Surely if they altered the mix, Shire would not recommend it, and if they are reserving the right not to make a firm offer, isn't this because they look to have made the verbal offer (sounding) of £49 ish without proper financial backing?
All a bit messy really -- well I guess they have quite a while to lose the deal if as suspected Shire keep holding out for a higher cash offer from a bigger company.
See RNS dated today (25/4) & released at 00.10 hours. It also goes into detail about the bid components (cash & Takeda shares split), other conditions to be fulfilled etc. Also includes condition to allow Shire to do due diligence on Takeda (I guess to check it is a financially viable bid).
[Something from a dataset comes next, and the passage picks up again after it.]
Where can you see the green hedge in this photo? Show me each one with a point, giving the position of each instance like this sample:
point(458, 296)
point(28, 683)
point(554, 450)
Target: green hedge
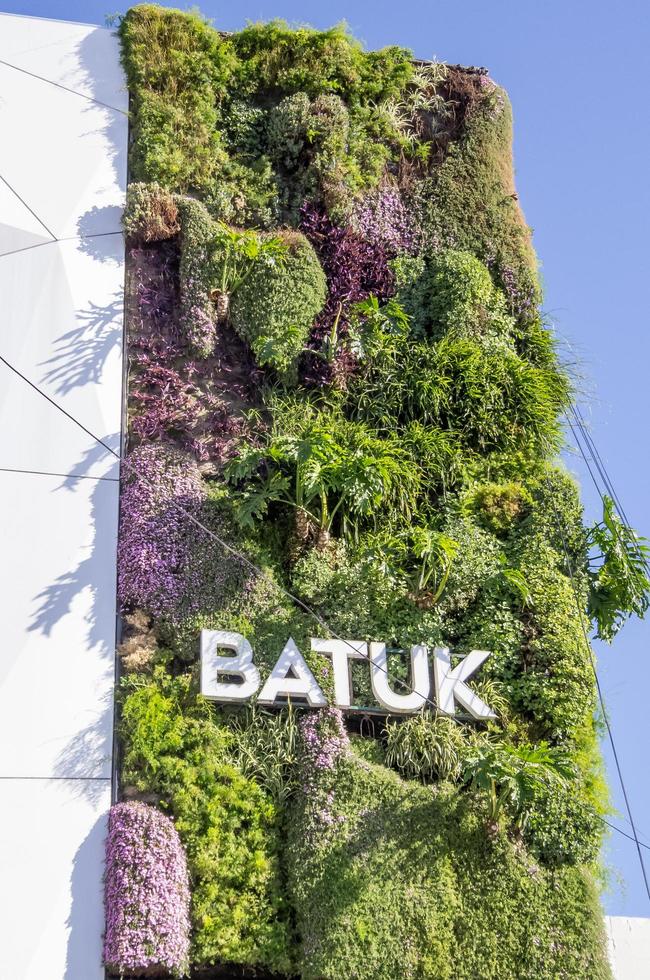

Keith, Takeda today is listed on the Japanese stock market and in Yen.
If the deal goes ahead, Takeda have said that they will do another listing of Takeda shares in New York as ADRs (American Depository Receipts).
You could then hold them via a UK broker and for dividends you will be subject to withholding tax at 30% or 15% if you fill out a W8-BEN form via your broker to address the US/UK dual tax agreement.
Alternatively once the deal is announced and the price listed in the UK gets close to the deal price announced (as it will take ages for it to be de-listed off the UK market) you can dump the lot, prior to all the legal matters being agreed, and buy something else in the UK.
If you have your shares in an ISA or SIPP then you won't be subject to Capital Gains Tax. If not, any gain over the annual free gains tax allowance will be subject to either 18% or 28% gains tax rates depending on your income tax band.
Until a formal offer is made I don't think anyone will step into the fray. The big drug companies will all have decided the value of Shire. Once a bid is made they may see an opportunity if its below their target price. I assume Takeda and many others would like Shire because its cheap and offers tax advantages. Why would you want Takeda shares when they have a weaker pipeline than Shire. Its not a good swap just a dilution of the future growth. I will need to take my money and run.
It seems likely that Shire will play out the game with Takeda by calling for an extension and keeping the door open for another rival bidder whilst they continue to extract every last cent out of a desperately (and possibly rather silly over indebted) 5th bidding suitor.
Anyone know how long an extension is legally allowed?
1 week maybe?
Mind you -- another bidder would surely have arrived on the scene by now, no?
Games -- Come on let's get it over with so we can all move on with some cash.